顔を確認したらエスカレーター中央に立っている警備員だと分かった。

「申し送れました、私の名はティーロ。警備員の名前までは知らないでしょう? そういえば今日はあの子どもは一緒じゃないのですか?」
「予防接種をして部屋からは出られない。子どもはすぐ走り回るから……」
 
 辺りを見回しながら人懐っこく話すティーロ。

 レイはアザムの話をしたい気分ではなく、冷たい瞳はティーロを刺すように見る。
(とりあえず、これで他の席にでも行くだろう……)

 
 しかしティーロはコーヒーを買って戻ってくる。それも勝手に目の前に座って、さっきより気軽に話しはじめる。
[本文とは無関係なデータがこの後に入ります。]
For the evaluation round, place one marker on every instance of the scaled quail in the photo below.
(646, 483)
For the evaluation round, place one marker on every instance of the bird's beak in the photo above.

「あの子中東辺りの少年ですよね。貴方に懐いているけど引き取り手ですか?」
「……え?私ではありませんよ」
 
 驚いてしまい思わず答えてしまうレイ。
 
 一言も話していないのにアザムが中東地方の子供だと気付いた事と、アザムが“兵士さん”と言っていた事ことを一瞬脳裏をかすめた。

「へえ、ゲームとかするんですね。あっ! わしもこの‘トレバ’が好きで、ほらキャラに自己紹介と酒場掲示板もあるでしょ? 知り合いと一緒に出来るので使い方で友達との伝言ノートにも使えますしね」
「私も少し古いが気に入っているから。……自己紹介とかも書き込めるしな」
(酒場なら王都から新しくキャラを作れば近くにある……か)

「あ、申し訳御座いません。会社の上の方に馴れ馴れしく話してしまって、それもゲームって――」

 素で話てしまっていた事を気付き、苦笑いを見せるティーロに優しく笑みを返す。

「別にかまいませんよ。気にしなくて結構です」
 
 何かを思案しながら少し会話を返すレイ。休憩所が見学客で増えてきたため、レイはコーヒーを一気に飲んで立ち上がった。